4. A Coconut By Any Other Name
Coconuts are not actually nuts. Of all the classifications in the plant kingdom, nut seems like it would have been a pretty safe bet. Alas, coconuts are actually classified as drupes. Drupes are a pretty inclusive category of fleshy fruits which have seeds at the center. Other drupes include mangoes, olives, and cherries. We can all agree this makes a very interesting botanical family.
5. Coconut As A Building Material
Researchers estimate that by combining coconut husks with recycled plastics they could cut oil consumption by 2 to 4 million barrels and CO2 emissions by 450,000 tons annually.
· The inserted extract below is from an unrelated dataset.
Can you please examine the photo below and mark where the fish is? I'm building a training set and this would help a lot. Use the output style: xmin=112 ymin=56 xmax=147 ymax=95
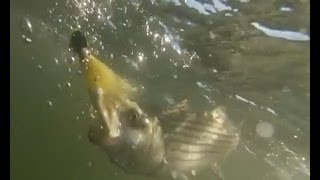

Beside fighting climate change and cutting oil dependence, the project also provides local coconut farmers, who commonly struggle with limited means, with an additional source of income. Instead of disposing of the husks, farmers would be able to sell them and, according to estimates, potentially double their annual earnings.
6. At The Crossroads Of Sustainability
Coconut water is in high demand! With that, there is a growing potential for the exploitation of farmers and their land. This means the efforts of consumers and producers to make sure that their coconuts are cultivated in ethical and sustainable ways. Companies with fair and sustainable relationships with farmers and their families will have a tremendous amount of power in the industry.